I definitely learned some lessons from the first group.  As I said, the first group was more reserved and they also had minimal experience with meditation. One person had an experience with a grandparent who meditated and another had practiced brief meditation during yoga classes.  Other than that, the group had no experience.  As a result, they were taking in a great deal of new information.

It was important not to provide too many details but instead to allow them to experience the concepts with brief guided exercises. Additionally, using the mantra Hong-Sau was a challenge for many of them.  I realized that this was one concept that did require a more detailed explanation.  I took it for granted that they would recognize the value of the mantra with a brief explanation, but it was so foreign to many of them that they resisted using it.  As the class progressed, I added the details and emphasized the importance of repeating the mantra, and they seemed to gradually incorporate it.

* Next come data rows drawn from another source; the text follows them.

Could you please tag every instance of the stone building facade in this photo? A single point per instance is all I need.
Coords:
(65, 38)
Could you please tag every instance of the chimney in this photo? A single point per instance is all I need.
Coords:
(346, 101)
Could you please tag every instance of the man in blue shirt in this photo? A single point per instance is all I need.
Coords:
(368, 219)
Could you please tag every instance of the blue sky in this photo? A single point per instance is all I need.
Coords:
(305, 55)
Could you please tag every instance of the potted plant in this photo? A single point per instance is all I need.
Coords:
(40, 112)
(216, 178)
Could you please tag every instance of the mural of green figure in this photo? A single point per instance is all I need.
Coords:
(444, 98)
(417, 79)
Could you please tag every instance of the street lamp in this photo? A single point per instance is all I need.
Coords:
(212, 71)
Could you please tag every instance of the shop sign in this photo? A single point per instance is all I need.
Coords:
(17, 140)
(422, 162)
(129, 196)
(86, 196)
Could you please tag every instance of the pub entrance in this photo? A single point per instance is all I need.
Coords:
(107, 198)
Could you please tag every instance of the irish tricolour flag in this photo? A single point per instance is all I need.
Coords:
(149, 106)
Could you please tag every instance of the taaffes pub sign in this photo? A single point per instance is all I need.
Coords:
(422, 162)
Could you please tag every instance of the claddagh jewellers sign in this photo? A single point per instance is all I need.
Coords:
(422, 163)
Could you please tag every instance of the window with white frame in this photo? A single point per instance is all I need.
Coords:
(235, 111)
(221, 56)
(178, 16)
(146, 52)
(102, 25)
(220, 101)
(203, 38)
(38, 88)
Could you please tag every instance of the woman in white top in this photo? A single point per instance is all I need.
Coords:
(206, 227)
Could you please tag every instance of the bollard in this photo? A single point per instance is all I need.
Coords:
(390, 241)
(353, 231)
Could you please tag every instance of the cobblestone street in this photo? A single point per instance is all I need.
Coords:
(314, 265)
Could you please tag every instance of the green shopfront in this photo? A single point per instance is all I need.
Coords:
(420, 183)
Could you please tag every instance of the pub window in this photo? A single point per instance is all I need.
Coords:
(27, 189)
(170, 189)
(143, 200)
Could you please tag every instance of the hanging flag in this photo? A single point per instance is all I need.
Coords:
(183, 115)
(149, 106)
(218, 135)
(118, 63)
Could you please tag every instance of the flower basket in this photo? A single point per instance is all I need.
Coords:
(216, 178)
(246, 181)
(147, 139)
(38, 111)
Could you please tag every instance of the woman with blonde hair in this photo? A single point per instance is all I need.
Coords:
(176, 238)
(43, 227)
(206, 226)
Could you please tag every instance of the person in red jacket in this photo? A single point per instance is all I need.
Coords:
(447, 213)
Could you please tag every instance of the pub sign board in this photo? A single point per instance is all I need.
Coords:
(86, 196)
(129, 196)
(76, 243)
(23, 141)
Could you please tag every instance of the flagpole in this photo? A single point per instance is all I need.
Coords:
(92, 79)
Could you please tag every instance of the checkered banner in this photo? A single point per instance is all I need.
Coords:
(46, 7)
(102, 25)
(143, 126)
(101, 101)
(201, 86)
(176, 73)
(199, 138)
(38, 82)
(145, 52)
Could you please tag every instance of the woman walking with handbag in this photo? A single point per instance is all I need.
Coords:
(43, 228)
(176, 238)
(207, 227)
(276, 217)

With the second group, I applied this learning and provided the details about the mantra.  It was clear that spending more time explaining the mantra was very helpful and there was less resistance to using it.  I made an MP3 15 minute guided Hong-Sau and send it to the students. This has greatly increased their practice!  I didn’t send it to the first group until the third class because I wanted them to try it on their own.  Even though written steps were provided, many of them stated they had trouble remembering the steps.  However, when I emailed the guided file to each of them, their practice increased greatly.  I sent the guided file at week 2 to the second group, and everyone in the class practiced Hong-Sau and many practiced it several times throughout the week.

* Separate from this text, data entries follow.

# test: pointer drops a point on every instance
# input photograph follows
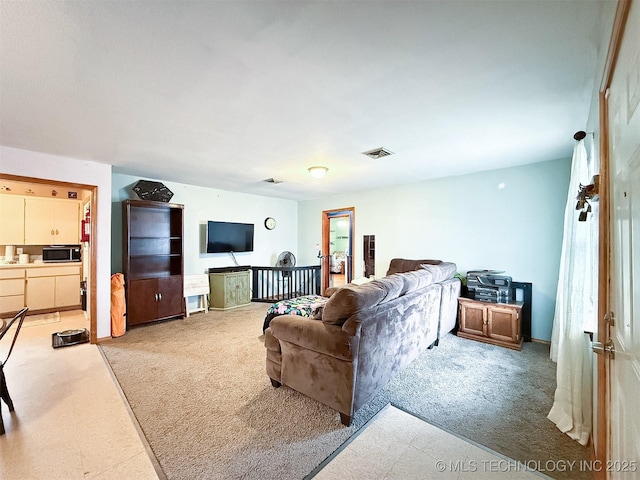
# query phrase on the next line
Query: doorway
(337, 247)
(89, 202)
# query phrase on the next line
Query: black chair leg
(4, 393)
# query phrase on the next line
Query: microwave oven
(61, 253)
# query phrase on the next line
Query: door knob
(603, 349)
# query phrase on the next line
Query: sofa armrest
(315, 335)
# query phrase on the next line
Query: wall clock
(270, 223)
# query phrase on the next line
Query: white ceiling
(227, 94)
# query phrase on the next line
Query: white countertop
(40, 265)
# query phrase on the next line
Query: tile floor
(398, 445)
(71, 422)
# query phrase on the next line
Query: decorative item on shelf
(586, 193)
(270, 223)
(156, 191)
(317, 171)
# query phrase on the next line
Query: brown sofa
(366, 335)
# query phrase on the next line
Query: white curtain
(575, 311)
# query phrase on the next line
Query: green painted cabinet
(229, 289)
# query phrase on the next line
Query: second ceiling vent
(378, 153)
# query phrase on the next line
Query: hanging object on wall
(586, 193)
(156, 191)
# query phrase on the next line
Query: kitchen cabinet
(153, 260)
(496, 323)
(229, 289)
(51, 221)
(12, 290)
(53, 287)
(12, 220)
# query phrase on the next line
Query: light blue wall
(202, 204)
(466, 219)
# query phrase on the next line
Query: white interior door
(624, 154)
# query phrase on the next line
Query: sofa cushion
(401, 265)
(347, 301)
(416, 280)
(443, 271)
(393, 285)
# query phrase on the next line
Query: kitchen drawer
(11, 286)
(53, 271)
(12, 273)
(12, 303)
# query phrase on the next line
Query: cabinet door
(473, 318)
(51, 221)
(41, 293)
(142, 301)
(503, 324)
(244, 291)
(67, 222)
(38, 222)
(170, 300)
(230, 290)
(12, 220)
(67, 290)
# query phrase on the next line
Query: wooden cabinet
(229, 289)
(50, 221)
(12, 290)
(53, 287)
(12, 220)
(153, 260)
(496, 323)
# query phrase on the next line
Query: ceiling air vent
(272, 180)
(378, 153)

Both groups enjoyed the material about the benefits of meditation supported by research.  They absorbed the information about the brain and limbic system easily.  For homework, I gave them an article to read about various research studies explaining how meditation benefits the brain.  Both groups discussed a tendency to overthink problems in their lives and to allow life’s stressors to bring their energy down.  They responded positively to the ways in which mediation, breathing, and posture can assist with lifting the energy in the spine.

Lighting!  This was important to both groups.  Both groups preferred dim lighting.  It became a joke with the first class because it was brighter than what they wanted at week one, so each week I brought in new bulbs for the lamps to achieve just the right lighting.  On the final class night, I got it right.  The key was a 25-watt bulb.  This of course was trial and error, and I’ve learned that asking questions and listening to the group is important.  The lighting seemed fine to me at the start, so I’m glad I asked.  Having a sense of humor about it helped a great deal.  To adjust for the trial and error process, I simply turned off a lamp or two until I achieved the right lighting at the final class.

Thinking back as I was preparing to announce the class, I really wasn’t sure who would sign up, so I just sent out some notifications about the class to those I thought might be interested, and within two days, the first class was full with seven students.  The second class was bigger than the first with nine students.  I wasn’t sure about having nine students in the room, but it was just fine.  Seven to nine students was just right for the size of the room and, as a new teacher, that number didn’t overwhelm me.  I also found that a small group of students allows for rich discussion.

Feedback from both classes was uplifting.  The students were generous with their positive comments. Specifically, they liked the flow of the class, which included brief lecture, discussion, and guided exercises.  They appreciated the homework and having a guided Hong-Sau file that I created to assist them with their practice in between classes.  The second group had a bonding experience with one another and discussed ways they could begin a meditation group of their own.  That alone was a positive proof that Hong-Sau works!

I am thrilled to have been able to share Hong-Sau with people in Ohio, where it is a foreign practice.  Special thanks go to Ananda and Diksha for providing such thorough training enabling me to share it with tools and techniques that were clearly engaging.